Risk Factors for Retinal Vein Occlusion

Rod Foroozan, MD


July 15, 2008


Retinal vein occlusion (RVO) is one of the most common causes of visual loss from retinovascular disease.[1] Traditional risk factors for RVO have included hypertension, diabetes mellitus, and glaucoma.[2] However, some studies have shown contradictory results in regards to whether these risk factors are truly associated with RVO. The authors of this meta-analysis attempted to determine whether RVO is related to systemic hypertension, diabetes mellitus, and hyperlipidemia.



Retinal Vein Occlusion and Traditional Risk Factors for Atherosclerosis

O'Mahoney PR, Wong DT, Ray JG
Arch Ophthalmol. 2008;126:692-699



The authors reviewed all studies on RVO (both central and branch vein occlusion) published between January 1985 and July 2007. Of the 21 studies they found, which included 2916 cases and 28,646 controls, hypertension (odds ratio [OR] 3.5) and hyperlipidemia (OR 2.5) were significantly associated with RVO. The association with diabetes mellitus (OR 1.5) was not as great. RVO was attributed to hypertension in 48% of cases, and hyperlipidemia and diabetes mellitus were thought to be the underlying contributing cause in 20% and 5% of cases, respectively.



This meta-analysis confirmed the importance of systemic vascular risk factors in the development of RVO. Because of the nature of the study, the definitions of diabetes mellitus, hypertension, and hyperlipidemia varied, in part because the study reviewed manuscripts published over a nearly 20-year period.
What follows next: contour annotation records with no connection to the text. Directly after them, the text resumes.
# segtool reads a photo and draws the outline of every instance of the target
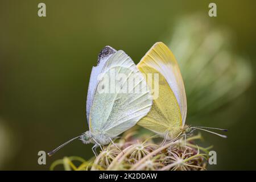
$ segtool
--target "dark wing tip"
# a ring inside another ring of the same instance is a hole
[[[97,62],[97,64],[98,65],[102,59],[113,55],[115,52],[117,52],[117,51],[110,46],[105,46],[101,52],[100,52],[100,53],[98,55],[98,61]]]

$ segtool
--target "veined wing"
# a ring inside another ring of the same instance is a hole
[[[142,73],[122,51],[108,60],[101,76],[90,107],[90,129],[114,137],[148,113],[151,97]]]
[[[100,52],[98,56],[98,61],[96,67],[93,67],[90,73],[90,81],[89,82],[88,92],[87,93],[86,101],[86,117],[88,126],[89,126],[89,114],[92,105],[92,98],[95,93],[96,86],[98,84],[98,77],[102,72],[103,68],[108,60],[112,55],[117,52],[115,49],[110,46],[106,46]]]
[[[183,81],[174,55],[163,43],[156,43],[137,65],[142,73],[158,74],[158,97],[148,114],[137,124],[161,135],[174,138],[181,131],[187,113]],[[148,79],[147,79],[148,80]],[[154,80],[151,88],[155,88]],[[156,83],[158,82],[156,82]]]
[[[163,43],[157,42],[142,59],[138,67],[141,63],[146,63],[166,78],[178,102],[184,126],[187,117],[186,94],[181,74],[172,52]]]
Furthermore, most studies did not report the severity of the given risk factor. The implications of this study include the potential added benefit of the treatment of these vascular risk factors over the prevention of heart disease and stroke. The authors suggested that measurements of blood pressure, blood sugar, and serum lipids should be performed in any adult patient with RVO.